BE allows users to modify segments in transactional way. A segment is backed with a linux stob, which doesn't provide atomic writes. BE should have consistent segments even after crash. Therefore BE should have a part that can recover BE segments data after crash. This part is called recovery.

Definitions

  • Recovery is process of consistency reconstruction of segments, which current BE domain contains of.
  • Log is persistent storage where transactions are written before they are placed to segment.
  • Valid group is a transaction group that is fully logged and contains complete commit block with proper magic and checksum.
  • Log-only group is group that was completely logged but it's not known if it was placed.
  • Dirty bit is a flag that indicates whether BE was shut down correctly or not during previous run.

Requirements

  • On successful recovery completion segments have to contain only complete and not partial transactions.
  • Recovery shouldn't take long after normal shutdown;
  • Recovery time is not important (yet);
  • Log is stored on persistent storage with random access.

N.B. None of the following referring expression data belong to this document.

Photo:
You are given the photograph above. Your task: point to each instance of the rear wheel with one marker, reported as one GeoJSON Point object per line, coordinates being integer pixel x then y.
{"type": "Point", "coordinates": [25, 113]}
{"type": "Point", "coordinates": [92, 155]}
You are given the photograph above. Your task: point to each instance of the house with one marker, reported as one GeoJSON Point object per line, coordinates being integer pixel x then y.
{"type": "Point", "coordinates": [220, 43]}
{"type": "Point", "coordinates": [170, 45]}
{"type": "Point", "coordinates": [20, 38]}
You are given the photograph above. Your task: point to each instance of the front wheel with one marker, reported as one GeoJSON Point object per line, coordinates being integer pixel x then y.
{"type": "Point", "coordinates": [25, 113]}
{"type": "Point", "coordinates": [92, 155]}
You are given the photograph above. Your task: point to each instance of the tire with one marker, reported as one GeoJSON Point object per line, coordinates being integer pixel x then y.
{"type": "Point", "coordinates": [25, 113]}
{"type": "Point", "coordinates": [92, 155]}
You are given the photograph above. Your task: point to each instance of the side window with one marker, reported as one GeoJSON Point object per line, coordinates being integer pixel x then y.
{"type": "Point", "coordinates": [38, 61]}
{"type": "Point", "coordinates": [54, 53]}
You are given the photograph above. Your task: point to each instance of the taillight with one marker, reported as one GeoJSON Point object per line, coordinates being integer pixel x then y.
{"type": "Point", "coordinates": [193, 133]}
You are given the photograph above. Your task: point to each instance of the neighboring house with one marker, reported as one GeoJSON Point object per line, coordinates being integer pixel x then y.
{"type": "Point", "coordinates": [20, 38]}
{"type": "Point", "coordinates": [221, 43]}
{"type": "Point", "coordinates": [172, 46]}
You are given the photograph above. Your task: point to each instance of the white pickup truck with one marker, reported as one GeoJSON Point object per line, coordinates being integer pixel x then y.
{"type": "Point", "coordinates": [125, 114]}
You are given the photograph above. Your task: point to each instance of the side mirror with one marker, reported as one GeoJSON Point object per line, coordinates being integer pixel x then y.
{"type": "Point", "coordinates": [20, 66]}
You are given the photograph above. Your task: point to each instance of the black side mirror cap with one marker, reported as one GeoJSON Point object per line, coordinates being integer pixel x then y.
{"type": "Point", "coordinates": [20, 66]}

Recovery should be started and succeed after:

  • Power loss;
  • m0d crash:
    • OOM m0d kill;
    • SIGSEGV or other signal.
  • Recovery should succeed if some of the above failures happen during recovery.

Recovery may fail after:

  • Memory corruption;
  • Segment or log corruption;
  • I/O error in segment or log;

Dependencies

Recovery depends on these BE components:

  • log;
  • engine;
  • tx_group;
  • seg0.

Logical Specification

Component Overview

The following BE subsystems are involved into recovery process, so they have to be updated according to the list:

  • Engine starts recovery process inside m0_be_domain_start(). Recovery process is started every time engine starts. It analyses special bits inside seg0 and starts re-applying groups of transactions stored in Log to make filesystem stored in be segments consistent.
  • Log stores groups of transactions in order to perform durability of BE storage. For recovery process, it has to provide interface or functions for efficient iteration of the groups stored inside. Algorithm has to iterate groups from last placed to last logged.
  • Seg0 is a storage of metadata related to the filesystem. Recovery needs to store inside seg0 special bit, analysing which it makes a decision to start log scanning and groups re-applying. These bit (dirty bit) have to be set or cleared with a special (non-transactional) procedure and it can be stored in struct m0_be_seg_hdr nearby the start of the segment. In future, some redundancy can be added: dirty bit can be stored in different places of the segment.
  • Recovery encapsulates a set of algorithms and data structures and formats which are needed to make data stored inside BE segments consistent during failures.
  • From recovery point of view PageD are special interfaces which have to be used to apply changes to in-memory representation of the segments. Using m0_be_reg_{get,put}() interface recovery loads the page, where data corresponding to the scanned group region area lives to apply changes to the region.

Component Subroutines

Scanning algorithm which finds last logged group and last placed group Log header contains pointer to a valid logged group. Scanning algorithm begins from the pointed group. Groups are scanned in both forward and backward directions. Lsn must follow with increasing order, therefore scanning algorithm repeats while lsn is increased for the forward scanning and while lsn is decreased for backward scanning respectively. Last logged group must be the last handled group during the forward scanning. It contains pointer to last placed group.

Backward scanning is stopped if the following condition is met: lsn of the current group is less than lsn of the last placed group.

Note: BE log operates with a log record that is representation of transactional group in the log.

Iterative interface for looking over groups that need to be re-applied Recovery provides interface for pick next group for re-applying.